All patients were premedicated with midazolam (0.5 mg/kg, maximum 20 mg PO) 20 min before arrival in the operating room. Patients underwent either inhaled induction with sevoflurane, N2O, and oxygen, or IV induction with propofol (2-3 mg/kg). Tracheal intubation occurred after muscle relaxation with cisatracurium (0.2 mg/kg).

After induction, each patient received 4 different anesthetic maintenance combinations in a randomly determined order. Each maintenance combination was administered for 20 min before monitoring values and SSEP data were collected. The anesthetic combinations were as follows:

  • Treatment #1: isoflurane 0.4% + N2O 70% + O2 30%.

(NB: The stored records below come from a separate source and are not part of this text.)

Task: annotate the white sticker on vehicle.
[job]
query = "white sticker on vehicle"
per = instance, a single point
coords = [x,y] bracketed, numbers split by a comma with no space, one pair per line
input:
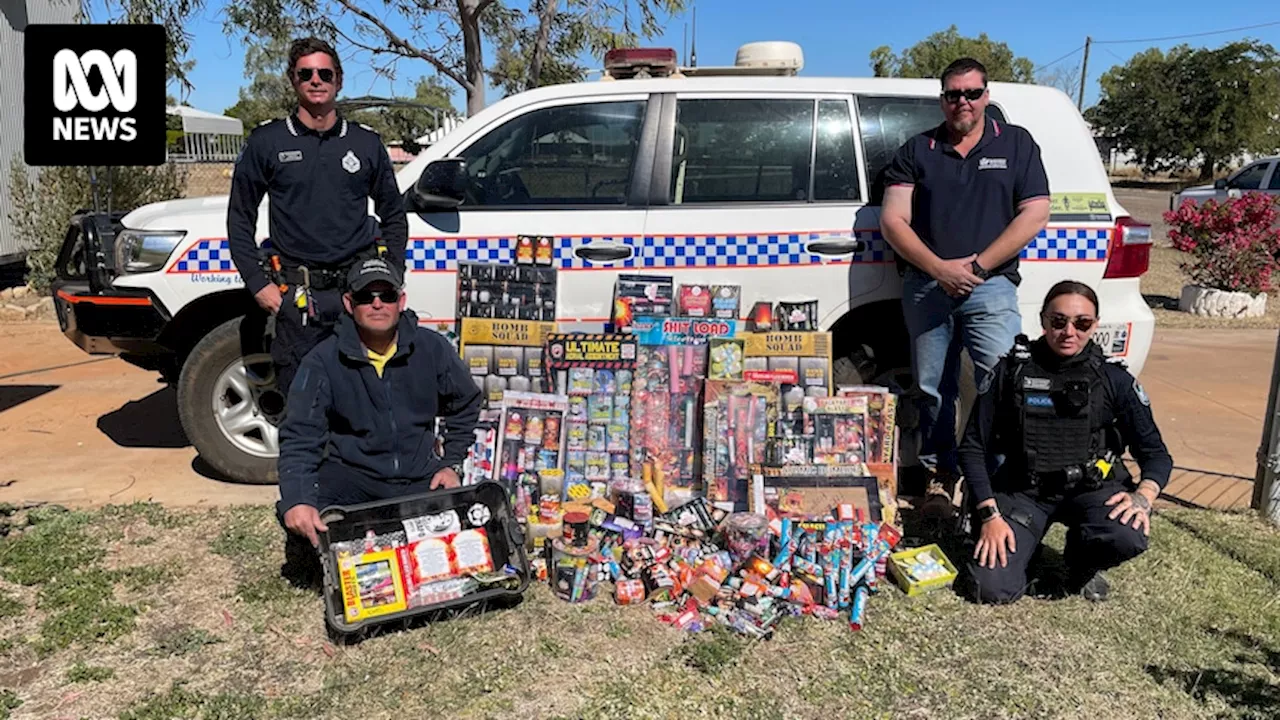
[1112,338]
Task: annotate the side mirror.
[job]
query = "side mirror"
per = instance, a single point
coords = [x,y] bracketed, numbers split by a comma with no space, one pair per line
[442,186]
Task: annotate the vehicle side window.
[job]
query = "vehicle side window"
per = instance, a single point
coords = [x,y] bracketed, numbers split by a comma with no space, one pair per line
[1251,177]
[835,174]
[887,123]
[741,151]
[567,155]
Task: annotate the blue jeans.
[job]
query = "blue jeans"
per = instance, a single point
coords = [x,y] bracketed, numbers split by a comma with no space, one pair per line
[986,323]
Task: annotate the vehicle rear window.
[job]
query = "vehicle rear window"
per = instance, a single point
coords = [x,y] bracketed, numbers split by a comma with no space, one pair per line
[566,155]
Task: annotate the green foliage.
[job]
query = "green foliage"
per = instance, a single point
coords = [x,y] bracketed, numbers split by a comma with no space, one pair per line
[929,57]
[81,673]
[1192,106]
[44,201]
[572,28]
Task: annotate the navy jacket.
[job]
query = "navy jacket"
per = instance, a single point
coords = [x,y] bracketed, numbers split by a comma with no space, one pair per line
[319,186]
[383,427]
[1124,401]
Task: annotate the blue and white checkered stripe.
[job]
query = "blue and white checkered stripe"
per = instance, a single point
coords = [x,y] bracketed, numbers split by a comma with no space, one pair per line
[649,251]
[668,251]
[206,256]
[1069,244]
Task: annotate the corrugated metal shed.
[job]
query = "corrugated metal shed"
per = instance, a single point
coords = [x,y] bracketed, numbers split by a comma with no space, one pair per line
[17,14]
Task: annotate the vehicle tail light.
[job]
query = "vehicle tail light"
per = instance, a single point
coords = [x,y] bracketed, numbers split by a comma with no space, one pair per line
[1129,253]
[624,63]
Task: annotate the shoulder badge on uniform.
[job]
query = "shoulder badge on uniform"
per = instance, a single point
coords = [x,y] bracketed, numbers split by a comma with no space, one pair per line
[1141,393]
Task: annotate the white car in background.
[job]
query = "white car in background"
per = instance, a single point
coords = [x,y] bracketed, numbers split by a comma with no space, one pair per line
[1258,176]
[741,176]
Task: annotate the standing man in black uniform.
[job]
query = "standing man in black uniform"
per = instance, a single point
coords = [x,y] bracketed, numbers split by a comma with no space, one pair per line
[1061,417]
[319,171]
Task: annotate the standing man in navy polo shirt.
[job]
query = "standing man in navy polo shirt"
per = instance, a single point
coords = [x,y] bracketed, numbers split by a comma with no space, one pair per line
[961,201]
[319,171]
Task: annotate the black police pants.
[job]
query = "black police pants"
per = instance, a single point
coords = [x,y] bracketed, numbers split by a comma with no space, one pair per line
[293,338]
[1093,541]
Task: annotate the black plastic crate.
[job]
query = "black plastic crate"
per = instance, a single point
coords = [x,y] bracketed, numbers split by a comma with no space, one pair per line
[352,522]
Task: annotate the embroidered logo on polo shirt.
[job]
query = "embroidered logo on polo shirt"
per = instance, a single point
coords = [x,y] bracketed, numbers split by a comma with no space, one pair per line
[350,162]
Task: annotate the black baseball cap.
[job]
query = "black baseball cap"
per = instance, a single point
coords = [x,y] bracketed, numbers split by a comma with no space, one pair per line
[362,274]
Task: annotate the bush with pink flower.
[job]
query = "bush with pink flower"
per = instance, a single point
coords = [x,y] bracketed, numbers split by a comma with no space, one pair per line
[1233,245]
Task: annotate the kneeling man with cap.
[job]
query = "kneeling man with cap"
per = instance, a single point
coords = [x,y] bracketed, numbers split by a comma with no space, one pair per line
[362,410]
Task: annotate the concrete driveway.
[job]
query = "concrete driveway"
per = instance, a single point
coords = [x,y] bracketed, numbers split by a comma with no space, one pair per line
[88,431]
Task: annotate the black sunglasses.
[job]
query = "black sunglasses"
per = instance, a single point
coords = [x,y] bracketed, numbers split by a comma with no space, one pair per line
[1059,322]
[366,296]
[305,74]
[972,95]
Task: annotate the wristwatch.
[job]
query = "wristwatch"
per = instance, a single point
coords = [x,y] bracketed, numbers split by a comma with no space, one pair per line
[988,513]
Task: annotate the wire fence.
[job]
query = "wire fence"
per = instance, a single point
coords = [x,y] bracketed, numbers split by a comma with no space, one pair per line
[204,180]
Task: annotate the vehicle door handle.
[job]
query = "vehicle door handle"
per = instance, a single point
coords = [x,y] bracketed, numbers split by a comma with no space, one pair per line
[835,245]
[604,253]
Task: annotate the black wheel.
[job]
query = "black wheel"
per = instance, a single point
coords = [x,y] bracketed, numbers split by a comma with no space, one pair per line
[219,411]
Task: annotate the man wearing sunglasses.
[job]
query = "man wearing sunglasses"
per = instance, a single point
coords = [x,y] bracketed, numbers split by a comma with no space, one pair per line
[362,410]
[319,171]
[961,201]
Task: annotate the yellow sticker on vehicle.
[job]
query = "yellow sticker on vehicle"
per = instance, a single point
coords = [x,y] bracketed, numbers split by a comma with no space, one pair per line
[1089,206]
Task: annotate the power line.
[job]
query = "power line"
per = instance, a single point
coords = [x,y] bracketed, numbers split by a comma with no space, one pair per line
[1184,36]
[1060,59]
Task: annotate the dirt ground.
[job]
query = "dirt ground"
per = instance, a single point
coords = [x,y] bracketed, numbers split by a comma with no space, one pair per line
[88,431]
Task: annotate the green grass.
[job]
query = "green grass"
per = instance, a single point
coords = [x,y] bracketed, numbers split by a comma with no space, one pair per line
[81,673]
[1192,630]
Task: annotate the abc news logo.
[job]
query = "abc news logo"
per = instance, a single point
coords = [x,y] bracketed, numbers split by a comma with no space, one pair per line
[95,95]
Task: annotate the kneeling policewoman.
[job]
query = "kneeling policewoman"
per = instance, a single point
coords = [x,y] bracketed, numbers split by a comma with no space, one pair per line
[1045,445]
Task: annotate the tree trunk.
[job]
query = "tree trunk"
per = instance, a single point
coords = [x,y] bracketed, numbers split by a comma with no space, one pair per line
[544,33]
[472,51]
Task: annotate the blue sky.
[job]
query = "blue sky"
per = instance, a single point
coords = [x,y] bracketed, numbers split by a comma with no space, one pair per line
[839,35]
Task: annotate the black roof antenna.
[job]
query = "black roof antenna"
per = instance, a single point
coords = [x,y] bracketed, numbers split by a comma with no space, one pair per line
[693,46]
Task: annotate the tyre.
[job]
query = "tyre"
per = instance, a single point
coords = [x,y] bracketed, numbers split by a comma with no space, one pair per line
[219,411]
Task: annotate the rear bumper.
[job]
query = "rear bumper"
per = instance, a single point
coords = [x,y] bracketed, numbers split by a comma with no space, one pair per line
[113,322]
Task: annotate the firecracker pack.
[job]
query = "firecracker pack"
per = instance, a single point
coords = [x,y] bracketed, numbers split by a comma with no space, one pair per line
[666,405]
[506,292]
[504,355]
[595,373]
[739,418]
[394,559]
[530,441]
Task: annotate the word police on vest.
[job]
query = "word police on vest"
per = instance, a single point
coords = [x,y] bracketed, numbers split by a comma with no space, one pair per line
[95,95]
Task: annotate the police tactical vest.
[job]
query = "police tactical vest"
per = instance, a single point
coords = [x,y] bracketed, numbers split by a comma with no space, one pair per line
[1055,411]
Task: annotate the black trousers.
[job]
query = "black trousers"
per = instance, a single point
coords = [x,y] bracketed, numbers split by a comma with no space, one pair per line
[1093,541]
[293,338]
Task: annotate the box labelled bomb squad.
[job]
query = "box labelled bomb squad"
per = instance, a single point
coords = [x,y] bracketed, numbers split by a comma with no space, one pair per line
[504,355]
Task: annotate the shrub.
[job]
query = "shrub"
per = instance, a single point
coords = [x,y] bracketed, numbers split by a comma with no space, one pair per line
[1233,245]
[45,200]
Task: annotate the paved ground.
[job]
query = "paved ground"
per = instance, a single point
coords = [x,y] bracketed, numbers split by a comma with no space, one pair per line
[81,431]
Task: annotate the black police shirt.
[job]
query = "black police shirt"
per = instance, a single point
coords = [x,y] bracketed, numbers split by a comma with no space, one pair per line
[961,205]
[319,186]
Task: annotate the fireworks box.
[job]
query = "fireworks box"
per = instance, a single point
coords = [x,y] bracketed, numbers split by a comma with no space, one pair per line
[397,559]
[506,292]
[504,355]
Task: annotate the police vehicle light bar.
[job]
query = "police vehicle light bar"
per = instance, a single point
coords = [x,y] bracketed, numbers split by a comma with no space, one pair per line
[624,63]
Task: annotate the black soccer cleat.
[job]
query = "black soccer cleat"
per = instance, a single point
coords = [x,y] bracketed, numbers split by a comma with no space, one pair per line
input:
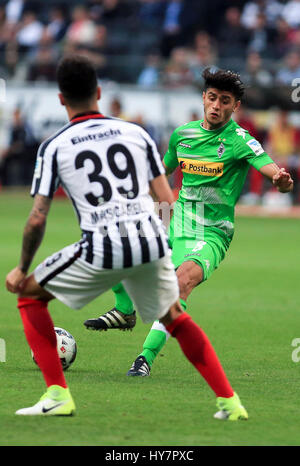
[140,368]
[112,319]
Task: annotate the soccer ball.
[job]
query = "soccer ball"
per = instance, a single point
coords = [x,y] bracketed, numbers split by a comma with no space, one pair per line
[66,347]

  • Treatment #2: isoflurane 0.6% + N2O 70% + O2 30%.

  • Treatment #3: isoflurane 0.6% + air + O2 30%.

  • Treatment #4: propofol 120 μg · kg-1 · min-1 + air + O2 30%.

Remifentanil infusion was added to all of the above anesthetic combinations and titrated to maintain the baseline mean arterial blood pressures throughout the study period. A cisatracurium infusion was used to maintain train-of-four neuromuscular blockade at 0-2/4.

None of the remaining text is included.